Pero lo más extraño, lo que me llama la atención sobre este animal es que, en realidad, esa concha en la que se retrae no le pertenece; es la concha de un molusco muerto. Y es que, a diferencia de los demás cangrejos, tiene el abdomen blando y necesita protegerse. Es uno de los pocos animales que practican esa variedad de comensalismo a la que se ha dado el nombre de tanatocresis. El ermitaño es un ser frágil que sabe adaptar su cuerpo a las volutas de la concha que le conviene. No puede vivir sin una concha. Cuando se le queda estrecha, va en busca de otra, en la que vuelve a enroscarse.

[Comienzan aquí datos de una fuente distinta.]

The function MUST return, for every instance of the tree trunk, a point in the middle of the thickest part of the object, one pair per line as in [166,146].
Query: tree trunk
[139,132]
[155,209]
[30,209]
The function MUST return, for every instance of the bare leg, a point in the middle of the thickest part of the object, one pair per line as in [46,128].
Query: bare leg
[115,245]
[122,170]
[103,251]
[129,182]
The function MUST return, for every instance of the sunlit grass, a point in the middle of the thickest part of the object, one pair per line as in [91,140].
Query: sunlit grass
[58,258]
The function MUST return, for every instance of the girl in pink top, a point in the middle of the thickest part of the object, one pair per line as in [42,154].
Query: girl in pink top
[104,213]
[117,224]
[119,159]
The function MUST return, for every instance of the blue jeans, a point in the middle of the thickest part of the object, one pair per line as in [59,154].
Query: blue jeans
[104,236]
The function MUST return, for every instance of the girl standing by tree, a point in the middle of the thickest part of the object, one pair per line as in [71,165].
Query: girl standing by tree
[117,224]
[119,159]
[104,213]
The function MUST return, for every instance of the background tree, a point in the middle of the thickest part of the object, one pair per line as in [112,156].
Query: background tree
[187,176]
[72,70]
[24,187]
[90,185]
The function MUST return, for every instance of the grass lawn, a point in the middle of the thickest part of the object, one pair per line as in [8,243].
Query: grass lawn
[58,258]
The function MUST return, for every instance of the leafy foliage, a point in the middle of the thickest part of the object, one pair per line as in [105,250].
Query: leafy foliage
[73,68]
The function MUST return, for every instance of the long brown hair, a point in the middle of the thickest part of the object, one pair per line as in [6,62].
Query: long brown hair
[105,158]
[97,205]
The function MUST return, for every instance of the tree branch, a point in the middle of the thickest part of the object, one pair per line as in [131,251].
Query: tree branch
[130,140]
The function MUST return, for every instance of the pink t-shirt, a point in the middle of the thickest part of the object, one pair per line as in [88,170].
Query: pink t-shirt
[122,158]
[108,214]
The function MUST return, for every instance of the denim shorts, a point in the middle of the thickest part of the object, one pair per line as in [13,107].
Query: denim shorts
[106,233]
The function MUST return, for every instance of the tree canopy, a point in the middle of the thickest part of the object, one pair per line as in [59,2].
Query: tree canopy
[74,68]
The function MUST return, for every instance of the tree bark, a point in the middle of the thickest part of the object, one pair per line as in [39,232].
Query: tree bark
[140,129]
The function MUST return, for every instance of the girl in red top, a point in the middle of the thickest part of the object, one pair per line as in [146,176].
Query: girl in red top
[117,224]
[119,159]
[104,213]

Así deberemos entender el poema si nos situamos en la perspectiva del modelo de revelación. El poema es lo que adviene antes del texto y, a diferencia del erizo derridiano, no es uno con el texto. El poema habita el lenguaje, se sirve de palabras muertas a las que traslada y reaviva. Vehicula algo (¿vivencias, sentimientos, saberes ocultos?) que difícilmente puede hallar, en las palabras, la manera de decirse en su totalidad. En el modelo de revelación la palabra es símbolo, y el símbolo no ha de confundirse con lo que representa.

Por eso peligra el poema en la letra escrita. El poema ha de transmitirse con la voz, está vivo, es sonoro… ¿Quién, en su infancia, no se ha llevado una concha al oído para escuchar el ruido del mar? El sonido de algo remoto, una resonancia cargada de…, ¿de qué exactamente? ¿De algo olvidado? Uno de los atributos del dios Visnu es una caracola: un símbolo de creación, la creación por el sonido.

El poema utiliza las palabras como el cangrejo las conchas; como él, se retuerce para adaptarse a las volutas de su hábitat. Lo que vemos del poema es lo que vemos del ermitaño: su concha, una envoltura prestada, con la que muchos le confunden. Muchos incluso lo recogerán porque les llama la atención su hermosa apariencia, sin sospechar siquiera que alberga un ermitaño.

El ermitaño no es la caracola; el poema no es la poesía. El poema es aquello a lo que apunta el decir; el poema es el eco. Por eso cuando, con el tiempo, las palabras o los versos se endurecen y pierden su sentido, hay que poder decir de otro modo, con otro ritmo. Cuando la concha en la que habita el ermitaño se le queda pequeña o se deteriora, el animal busca otra más apropiada. A lo largo de su vida cambiará de habitáculo con frecuencia. Así es como el poema atraviesa la historia.

1«Che cos’è la poesia?», en Poesia: Mensile di culture poetica, Anno i, n° 11, noviembre de 1988, pp. 3-11. Traducción de Cristina de Peretti y Patricio Peñalver en «¿Qué es poesía?», en Er, Revista de Filosofía n° 9, 1989.